David Kudler (born 1962) is an American editor and author. He is best known for editing numerous posthumous editions of the books by Joseph Campbell, including Pathways to Bliss and the 2008 edition of The Hero with a Thousand Faces.

For the Joseph Campbell Foundation, he served as the managing editor of the Collected Works of Joseph Campbell series for over twenty years. In 2012, he started Stillpoint Digital Press, producing print, ebook and audiobook editions.
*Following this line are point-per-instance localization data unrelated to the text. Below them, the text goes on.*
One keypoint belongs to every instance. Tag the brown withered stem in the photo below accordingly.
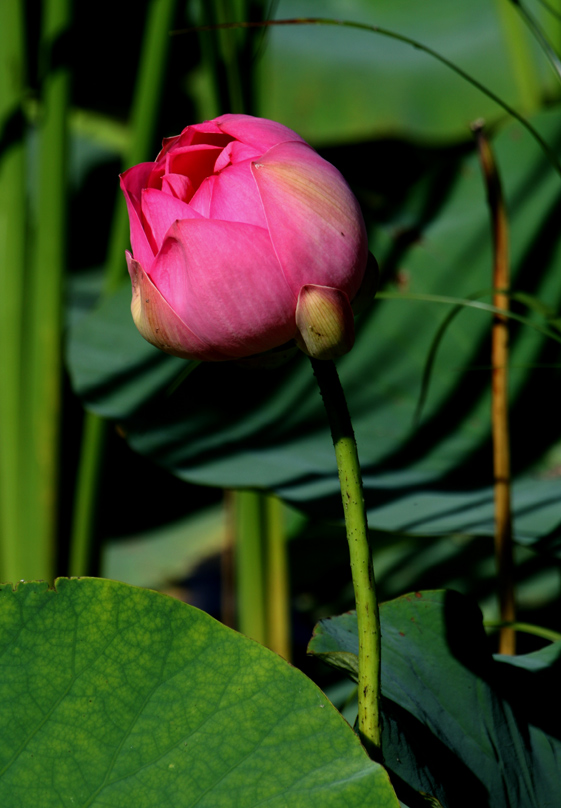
(499, 406)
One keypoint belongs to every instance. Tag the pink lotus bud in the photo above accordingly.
(243, 239)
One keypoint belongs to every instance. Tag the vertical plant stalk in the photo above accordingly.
(499, 407)
(249, 518)
(368, 618)
(276, 582)
(43, 328)
(143, 122)
(12, 273)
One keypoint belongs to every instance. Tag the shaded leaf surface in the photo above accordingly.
(234, 427)
(460, 724)
(116, 696)
(359, 83)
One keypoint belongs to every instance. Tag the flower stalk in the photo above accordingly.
(368, 618)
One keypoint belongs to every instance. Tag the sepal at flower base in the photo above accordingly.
(158, 322)
(325, 322)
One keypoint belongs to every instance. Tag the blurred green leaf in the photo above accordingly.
(155, 558)
(333, 84)
(460, 724)
(122, 697)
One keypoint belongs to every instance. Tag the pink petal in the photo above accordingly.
(206, 132)
(195, 162)
(167, 144)
(132, 182)
(177, 185)
(160, 211)
(314, 220)
(257, 132)
(223, 279)
(158, 322)
(202, 199)
(235, 197)
(235, 152)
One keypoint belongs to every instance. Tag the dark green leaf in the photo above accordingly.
(459, 724)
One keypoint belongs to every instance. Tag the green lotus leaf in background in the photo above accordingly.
(231, 426)
(460, 724)
(336, 84)
(123, 697)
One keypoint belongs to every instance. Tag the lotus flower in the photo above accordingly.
(243, 239)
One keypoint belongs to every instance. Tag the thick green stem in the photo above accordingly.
(250, 564)
(368, 618)
(143, 122)
(13, 239)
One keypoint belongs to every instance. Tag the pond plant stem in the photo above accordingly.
(368, 618)
(499, 405)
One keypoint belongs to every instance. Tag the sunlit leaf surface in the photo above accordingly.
(117, 696)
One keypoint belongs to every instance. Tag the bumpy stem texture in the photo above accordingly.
(368, 619)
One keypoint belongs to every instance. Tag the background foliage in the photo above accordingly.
(133, 486)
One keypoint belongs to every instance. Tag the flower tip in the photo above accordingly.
(325, 322)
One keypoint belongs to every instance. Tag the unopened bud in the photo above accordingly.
(325, 322)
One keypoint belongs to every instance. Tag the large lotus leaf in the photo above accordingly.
(469, 728)
(117, 696)
(232, 426)
(332, 83)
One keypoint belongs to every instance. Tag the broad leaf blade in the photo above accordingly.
(458, 723)
(116, 696)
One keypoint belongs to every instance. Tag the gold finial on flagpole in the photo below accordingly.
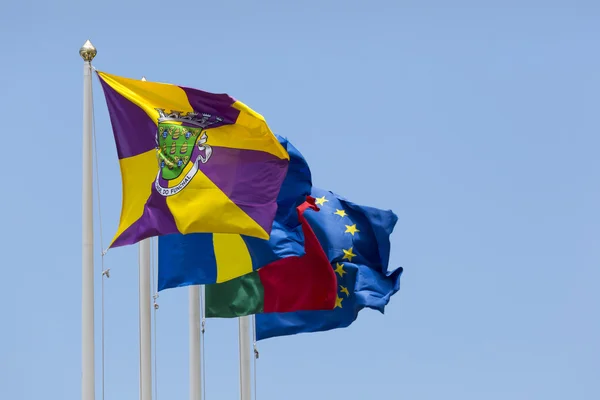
(88, 51)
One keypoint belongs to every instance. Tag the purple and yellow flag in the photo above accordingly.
(191, 161)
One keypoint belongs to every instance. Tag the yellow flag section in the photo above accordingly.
(191, 161)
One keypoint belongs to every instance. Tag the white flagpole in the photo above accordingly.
(245, 361)
(145, 303)
(87, 52)
(145, 322)
(194, 343)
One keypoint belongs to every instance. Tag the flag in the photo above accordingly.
(203, 258)
(191, 161)
(304, 282)
(356, 241)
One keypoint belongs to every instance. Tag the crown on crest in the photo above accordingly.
(201, 120)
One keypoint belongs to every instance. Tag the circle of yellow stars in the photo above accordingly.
(348, 253)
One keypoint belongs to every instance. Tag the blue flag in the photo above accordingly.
(356, 241)
(205, 258)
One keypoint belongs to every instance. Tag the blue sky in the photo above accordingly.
(477, 124)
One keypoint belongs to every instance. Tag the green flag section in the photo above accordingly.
(297, 283)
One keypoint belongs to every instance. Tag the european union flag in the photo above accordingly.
(356, 241)
(205, 258)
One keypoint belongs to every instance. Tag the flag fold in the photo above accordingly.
(304, 282)
(191, 161)
(356, 241)
(203, 258)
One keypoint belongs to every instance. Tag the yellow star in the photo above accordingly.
(321, 200)
(341, 213)
(348, 254)
(338, 302)
(351, 229)
(345, 290)
(339, 268)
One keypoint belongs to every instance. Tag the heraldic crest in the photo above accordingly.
(177, 136)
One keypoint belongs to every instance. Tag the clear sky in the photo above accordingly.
(477, 124)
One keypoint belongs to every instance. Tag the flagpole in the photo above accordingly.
(87, 52)
(145, 322)
(194, 343)
(245, 362)
(145, 302)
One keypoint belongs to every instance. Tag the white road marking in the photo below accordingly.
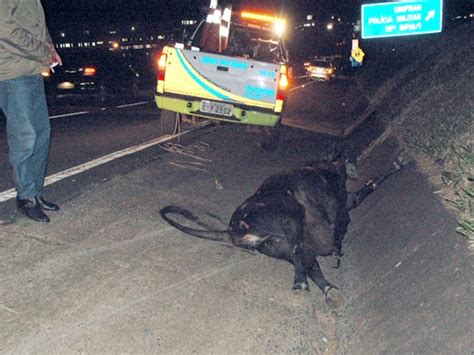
(102, 109)
(135, 104)
(9, 194)
(69, 114)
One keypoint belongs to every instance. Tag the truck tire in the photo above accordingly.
(272, 141)
(169, 122)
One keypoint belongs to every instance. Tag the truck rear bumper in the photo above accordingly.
(240, 113)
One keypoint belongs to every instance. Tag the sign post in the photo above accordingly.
(404, 18)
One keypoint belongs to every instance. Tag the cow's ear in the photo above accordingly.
(351, 169)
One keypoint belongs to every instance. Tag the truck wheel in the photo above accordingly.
(169, 121)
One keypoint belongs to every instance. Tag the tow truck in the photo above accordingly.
(233, 68)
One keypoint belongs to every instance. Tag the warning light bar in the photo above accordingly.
(260, 17)
(279, 23)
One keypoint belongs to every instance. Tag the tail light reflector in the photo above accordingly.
(162, 66)
(282, 83)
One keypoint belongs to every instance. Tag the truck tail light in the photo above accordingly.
(162, 67)
(282, 83)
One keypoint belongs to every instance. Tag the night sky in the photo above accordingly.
(162, 11)
(75, 12)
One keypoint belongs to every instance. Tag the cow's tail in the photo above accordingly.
(356, 198)
(221, 235)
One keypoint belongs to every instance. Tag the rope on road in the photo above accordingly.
(199, 165)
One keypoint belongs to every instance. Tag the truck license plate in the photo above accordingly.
(216, 108)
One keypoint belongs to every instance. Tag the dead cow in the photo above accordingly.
(295, 216)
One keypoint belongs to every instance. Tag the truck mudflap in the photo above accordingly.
(233, 112)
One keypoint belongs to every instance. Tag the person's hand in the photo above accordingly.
(54, 57)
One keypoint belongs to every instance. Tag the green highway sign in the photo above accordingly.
(403, 18)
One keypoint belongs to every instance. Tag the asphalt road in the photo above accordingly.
(83, 133)
(107, 275)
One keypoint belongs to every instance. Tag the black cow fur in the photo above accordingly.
(295, 216)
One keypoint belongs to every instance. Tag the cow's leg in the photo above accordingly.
(300, 282)
(332, 295)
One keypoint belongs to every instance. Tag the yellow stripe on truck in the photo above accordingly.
(183, 79)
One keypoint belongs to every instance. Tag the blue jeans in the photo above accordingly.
(23, 102)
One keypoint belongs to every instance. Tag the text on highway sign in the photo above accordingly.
(403, 18)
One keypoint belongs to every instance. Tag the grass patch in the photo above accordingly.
(423, 91)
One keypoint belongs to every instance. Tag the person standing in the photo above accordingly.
(26, 49)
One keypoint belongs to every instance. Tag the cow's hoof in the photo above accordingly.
(300, 286)
(333, 297)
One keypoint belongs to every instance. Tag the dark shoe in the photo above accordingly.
(45, 205)
(32, 210)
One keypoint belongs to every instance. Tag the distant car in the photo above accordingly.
(96, 74)
(320, 69)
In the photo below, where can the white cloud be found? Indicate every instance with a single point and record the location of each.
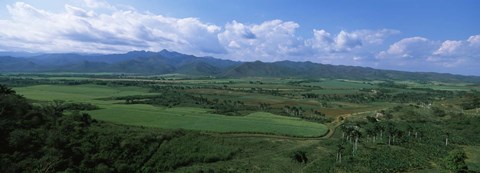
(427, 55)
(269, 41)
(97, 4)
(411, 48)
(347, 41)
(99, 27)
(81, 30)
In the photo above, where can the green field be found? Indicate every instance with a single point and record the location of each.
(180, 117)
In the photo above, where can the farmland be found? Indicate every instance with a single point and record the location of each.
(250, 124)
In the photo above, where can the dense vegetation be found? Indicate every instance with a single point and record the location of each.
(167, 62)
(390, 126)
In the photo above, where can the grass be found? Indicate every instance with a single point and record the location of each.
(473, 157)
(200, 119)
(181, 117)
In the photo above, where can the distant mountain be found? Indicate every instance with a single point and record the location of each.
(166, 62)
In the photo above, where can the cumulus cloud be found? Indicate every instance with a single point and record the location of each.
(84, 30)
(96, 26)
(411, 48)
(270, 40)
(347, 41)
(429, 55)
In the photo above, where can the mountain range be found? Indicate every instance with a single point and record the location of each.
(168, 62)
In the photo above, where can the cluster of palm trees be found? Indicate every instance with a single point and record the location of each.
(351, 133)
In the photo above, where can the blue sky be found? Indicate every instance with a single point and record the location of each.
(411, 35)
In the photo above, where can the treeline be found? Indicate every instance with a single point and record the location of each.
(403, 97)
(382, 144)
(44, 139)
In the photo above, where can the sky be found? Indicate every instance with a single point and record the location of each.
(410, 35)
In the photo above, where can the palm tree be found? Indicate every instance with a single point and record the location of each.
(379, 128)
(355, 134)
(371, 132)
(391, 130)
(340, 149)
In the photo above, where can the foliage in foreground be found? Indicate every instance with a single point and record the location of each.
(43, 139)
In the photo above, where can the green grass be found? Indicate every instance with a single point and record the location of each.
(200, 119)
(473, 157)
(181, 117)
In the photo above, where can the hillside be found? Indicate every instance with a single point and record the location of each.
(166, 62)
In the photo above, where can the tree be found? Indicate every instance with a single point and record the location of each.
(371, 132)
(340, 149)
(355, 134)
(455, 161)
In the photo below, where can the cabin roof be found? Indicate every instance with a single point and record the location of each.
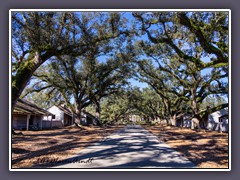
(26, 107)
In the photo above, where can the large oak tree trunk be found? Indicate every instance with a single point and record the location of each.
(98, 113)
(173, 120)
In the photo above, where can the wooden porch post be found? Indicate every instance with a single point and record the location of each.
(51, 122)
(41, 122)
(28, 117)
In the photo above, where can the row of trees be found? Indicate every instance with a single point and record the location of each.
(87, 58)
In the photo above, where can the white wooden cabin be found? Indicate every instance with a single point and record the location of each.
(28, 116)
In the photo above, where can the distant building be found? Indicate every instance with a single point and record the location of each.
(218, 120)
(28, 116)
(66, 117)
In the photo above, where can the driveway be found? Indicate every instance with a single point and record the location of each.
(131, 147)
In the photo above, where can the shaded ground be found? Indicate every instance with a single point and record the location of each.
(131, 147)
(204, 148)
(38, 147)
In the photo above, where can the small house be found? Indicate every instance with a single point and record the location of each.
(63, 115)
(28, 116)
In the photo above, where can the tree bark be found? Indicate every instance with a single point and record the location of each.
(98, 113)
(173, 120)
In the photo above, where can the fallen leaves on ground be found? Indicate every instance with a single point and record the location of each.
(207, 149)
(34, 149)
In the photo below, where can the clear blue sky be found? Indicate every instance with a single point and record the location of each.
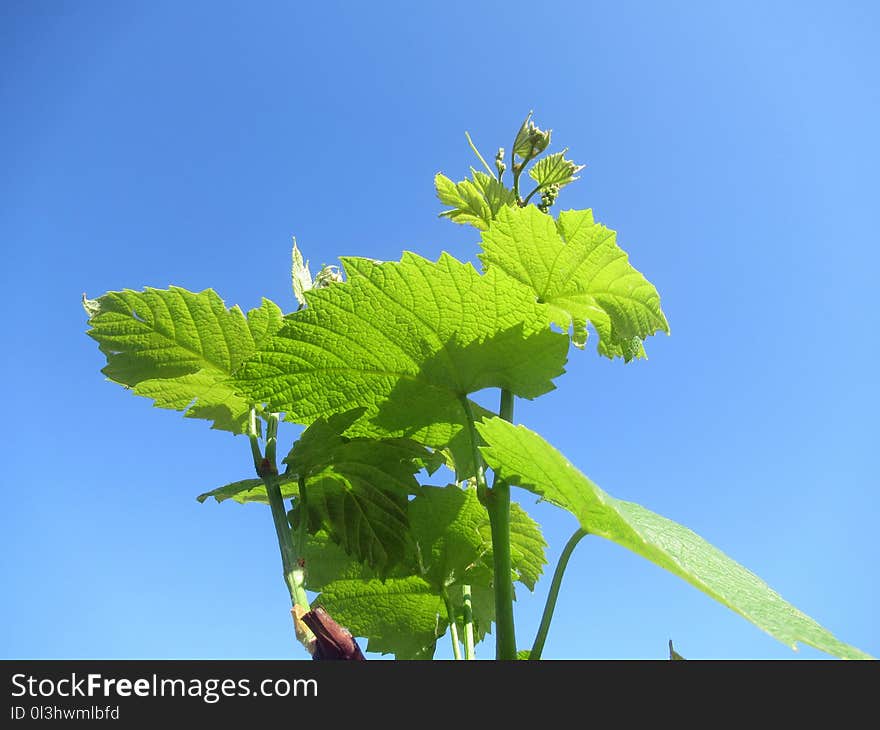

He has contribute to Huffington Post, Medium, and a number of other websites, writing mostly about books and publishing.

His young adult historical adventure novel Risuko was published in June, 2016. Bright Eyes, the second book in the Seasons of the Sword tetralogy, came out on May 5, 2022. He's said that he's working to complete Kano, the next book in the series, by March, 2024.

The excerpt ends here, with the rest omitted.